Texte biblique (Bible du Semeur)
Matthieu 17
24 Lorsqu’ils arrivèrent à Capernaüm, ceux qui percevaient les deux drachmes s’adressèrent à
Pierre, et lui dirent : Votre maître ne paie-t-il pas les deux drachmes ?
25 Oui, dit-il. Et quand il fut entré dans la maison, Jésus le prévint, et dit : Que t’en semble,
Simon ? Les rois de la terre, de qui perçoivent-ils des tributs ou des impôts ? De leurs fils, ou des
étrangers ?
26 Il lui dit : des étrangers. Et Jésus lui répondit : les fils en sont donc exempts.
27 Mais, pour ne pas les scandaliser, va à la mer, jette l’hameçon, et tire le premier poisson qui
viendra ; ouvre-lui la bouche, et tu trouveras un statère. Prends-le, et donne-le-leur pour moi et
pour toi.
Les deux drachmes
Pour que ce texte devienne compréhensible, il faut d'abord éclaircir la question des deux
drachmes. Elles remontent à une disposition qu'on trouve en Exode 30.11-16
11 L’Eternel parla encore à Moïse en ces termes :
12 Lorsque tu recenseras les Israélites, chacun d’eux donnera à l’Eternel une rançon pour sa vie au
moment où il sera recensé ; ainsi ce dénombrement ne leur attirera aucun malheur.
13 Chacun de ceux qui seront recensés versera selon la moitié de l’unité de poids en vigueur au
sanctuaire une pièce de près de six grammes d’argent, cette pièce sera une offrande pour l’Eternel.
14 Toute personne de vingt ans et au-dessus comptée lors de ce recensement donnera cette
offrande pour l’Eternel.
15 Les riches ne paieront pas plus et les pauvres pas moins que cette pièce d’argent, pour acquitter
l’offrande due à l’Eternel, en rançon pour votre vie.
16 Tu percevras des Israélites l’argent de cette rançon et tu le destineras à l’entretien de la tente
de la Rencontre. Il rappellera à l’Eternel que la rançon pour leur vie a été versée.

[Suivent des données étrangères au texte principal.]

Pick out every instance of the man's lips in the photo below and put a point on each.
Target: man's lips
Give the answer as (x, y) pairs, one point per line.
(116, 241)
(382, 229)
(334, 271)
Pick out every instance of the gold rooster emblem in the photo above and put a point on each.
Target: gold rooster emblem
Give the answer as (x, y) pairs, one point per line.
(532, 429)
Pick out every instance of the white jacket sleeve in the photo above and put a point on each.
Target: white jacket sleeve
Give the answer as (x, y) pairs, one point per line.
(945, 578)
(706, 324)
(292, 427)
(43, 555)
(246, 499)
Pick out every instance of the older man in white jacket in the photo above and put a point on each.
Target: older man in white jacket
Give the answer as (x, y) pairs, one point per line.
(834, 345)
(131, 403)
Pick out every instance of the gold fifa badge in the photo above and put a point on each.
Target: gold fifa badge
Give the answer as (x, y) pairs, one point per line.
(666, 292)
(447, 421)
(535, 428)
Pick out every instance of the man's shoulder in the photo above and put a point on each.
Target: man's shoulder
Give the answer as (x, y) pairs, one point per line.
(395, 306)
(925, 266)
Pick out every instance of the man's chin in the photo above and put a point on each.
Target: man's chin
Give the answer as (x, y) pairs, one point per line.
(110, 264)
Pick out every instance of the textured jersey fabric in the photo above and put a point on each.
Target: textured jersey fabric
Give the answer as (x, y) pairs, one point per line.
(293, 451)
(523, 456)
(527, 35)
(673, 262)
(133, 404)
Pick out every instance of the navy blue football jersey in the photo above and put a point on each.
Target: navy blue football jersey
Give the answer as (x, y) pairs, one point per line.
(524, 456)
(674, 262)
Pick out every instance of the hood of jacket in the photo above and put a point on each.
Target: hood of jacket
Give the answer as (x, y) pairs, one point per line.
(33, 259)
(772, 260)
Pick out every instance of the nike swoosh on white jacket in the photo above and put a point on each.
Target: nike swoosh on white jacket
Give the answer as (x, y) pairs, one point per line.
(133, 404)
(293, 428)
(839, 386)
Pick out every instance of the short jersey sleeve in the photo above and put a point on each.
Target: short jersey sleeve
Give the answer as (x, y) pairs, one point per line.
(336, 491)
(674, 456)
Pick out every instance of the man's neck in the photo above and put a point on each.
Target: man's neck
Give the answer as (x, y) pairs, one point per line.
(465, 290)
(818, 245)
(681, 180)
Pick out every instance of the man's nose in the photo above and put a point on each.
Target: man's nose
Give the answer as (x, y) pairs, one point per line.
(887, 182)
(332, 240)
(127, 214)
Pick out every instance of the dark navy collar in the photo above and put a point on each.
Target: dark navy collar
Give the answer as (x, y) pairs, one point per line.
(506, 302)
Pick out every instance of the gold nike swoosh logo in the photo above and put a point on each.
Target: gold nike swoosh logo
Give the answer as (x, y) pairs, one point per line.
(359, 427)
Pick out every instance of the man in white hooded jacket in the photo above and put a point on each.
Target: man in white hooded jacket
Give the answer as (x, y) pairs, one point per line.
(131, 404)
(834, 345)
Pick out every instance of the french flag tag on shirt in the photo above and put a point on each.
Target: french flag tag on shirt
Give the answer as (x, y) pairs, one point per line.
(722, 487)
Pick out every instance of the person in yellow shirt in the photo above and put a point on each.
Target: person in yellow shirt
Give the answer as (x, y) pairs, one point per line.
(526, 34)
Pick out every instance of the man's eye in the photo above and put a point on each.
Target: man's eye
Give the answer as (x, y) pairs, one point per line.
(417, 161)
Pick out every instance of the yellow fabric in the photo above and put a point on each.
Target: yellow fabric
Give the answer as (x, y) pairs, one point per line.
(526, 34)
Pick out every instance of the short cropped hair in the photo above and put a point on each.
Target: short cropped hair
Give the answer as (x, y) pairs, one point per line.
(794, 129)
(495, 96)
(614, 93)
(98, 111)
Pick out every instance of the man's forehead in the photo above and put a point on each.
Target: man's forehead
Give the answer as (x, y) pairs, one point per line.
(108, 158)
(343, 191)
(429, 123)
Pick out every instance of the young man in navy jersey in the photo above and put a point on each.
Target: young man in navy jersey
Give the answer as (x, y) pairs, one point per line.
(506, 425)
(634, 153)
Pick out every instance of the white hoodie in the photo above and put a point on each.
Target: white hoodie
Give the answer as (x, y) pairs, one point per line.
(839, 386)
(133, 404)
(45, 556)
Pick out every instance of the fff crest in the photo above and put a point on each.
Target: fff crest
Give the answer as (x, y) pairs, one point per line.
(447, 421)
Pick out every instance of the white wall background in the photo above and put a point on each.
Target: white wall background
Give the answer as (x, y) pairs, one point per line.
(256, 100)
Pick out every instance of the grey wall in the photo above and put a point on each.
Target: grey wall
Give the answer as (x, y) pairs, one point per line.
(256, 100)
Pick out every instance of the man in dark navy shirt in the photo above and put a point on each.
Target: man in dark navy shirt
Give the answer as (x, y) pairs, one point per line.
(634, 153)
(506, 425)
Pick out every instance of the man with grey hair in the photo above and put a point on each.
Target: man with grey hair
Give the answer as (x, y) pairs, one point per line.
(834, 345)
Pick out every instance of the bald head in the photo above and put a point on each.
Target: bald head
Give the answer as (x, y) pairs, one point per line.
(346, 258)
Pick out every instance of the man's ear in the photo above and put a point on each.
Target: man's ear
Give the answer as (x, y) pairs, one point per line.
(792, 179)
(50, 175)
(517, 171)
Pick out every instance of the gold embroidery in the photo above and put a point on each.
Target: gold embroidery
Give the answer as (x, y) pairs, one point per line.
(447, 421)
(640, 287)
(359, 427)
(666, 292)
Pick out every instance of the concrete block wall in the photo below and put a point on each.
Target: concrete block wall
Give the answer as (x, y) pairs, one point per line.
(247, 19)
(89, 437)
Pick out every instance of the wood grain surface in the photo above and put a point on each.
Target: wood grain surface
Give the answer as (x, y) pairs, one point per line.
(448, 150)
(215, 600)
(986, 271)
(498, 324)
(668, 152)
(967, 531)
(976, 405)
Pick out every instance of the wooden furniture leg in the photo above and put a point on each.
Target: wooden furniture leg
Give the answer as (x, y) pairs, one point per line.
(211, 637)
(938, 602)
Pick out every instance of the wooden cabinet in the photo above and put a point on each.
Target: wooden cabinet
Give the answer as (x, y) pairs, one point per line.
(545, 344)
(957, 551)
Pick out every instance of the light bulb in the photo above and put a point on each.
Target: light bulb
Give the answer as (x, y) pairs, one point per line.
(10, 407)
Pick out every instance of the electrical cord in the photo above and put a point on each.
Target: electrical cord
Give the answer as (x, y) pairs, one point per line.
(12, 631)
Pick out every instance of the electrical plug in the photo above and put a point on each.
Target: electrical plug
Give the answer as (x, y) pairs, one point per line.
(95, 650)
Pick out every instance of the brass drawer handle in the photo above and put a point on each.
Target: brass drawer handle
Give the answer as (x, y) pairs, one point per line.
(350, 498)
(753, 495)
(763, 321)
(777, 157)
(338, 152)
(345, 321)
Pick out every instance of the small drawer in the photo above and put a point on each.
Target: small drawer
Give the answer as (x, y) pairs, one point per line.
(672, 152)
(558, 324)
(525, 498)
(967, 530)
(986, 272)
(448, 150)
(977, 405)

Les deux drachmes correspondent à cette pièce de 6 g d'argent. Nous ne savons pas à quelle
fréquence les Israélites procédaient à un recensement. Mais chaque fois que cela se produisait tous
les adultes de plus de 20 ans devaient verser une rançon pour leur vie. De cette façon, ils ne
pouvaient pas oublier qu'ils avaient besoin d'être rachetés. Bien sûr, il ne s'agissait que de l'ombre
des choses à venir (Colossiens 2.17). Déjà le psaume 49 constate que le rachat d'une âme est cher
et que personne ne peut payer à Dieu le prix de son rachat. Pierre écrit dans sa première lettre que
"ce n’est pas par des choses périssables, par de l’argent ou de l’or, que vous avez été rachetés de la
vaine manière de vivre que vous aviez héritée de vos pères, mais par le sang précieux de Christ,
comme d’un agneau sans défaut et sans tache" (1 Pierre 1.18-19).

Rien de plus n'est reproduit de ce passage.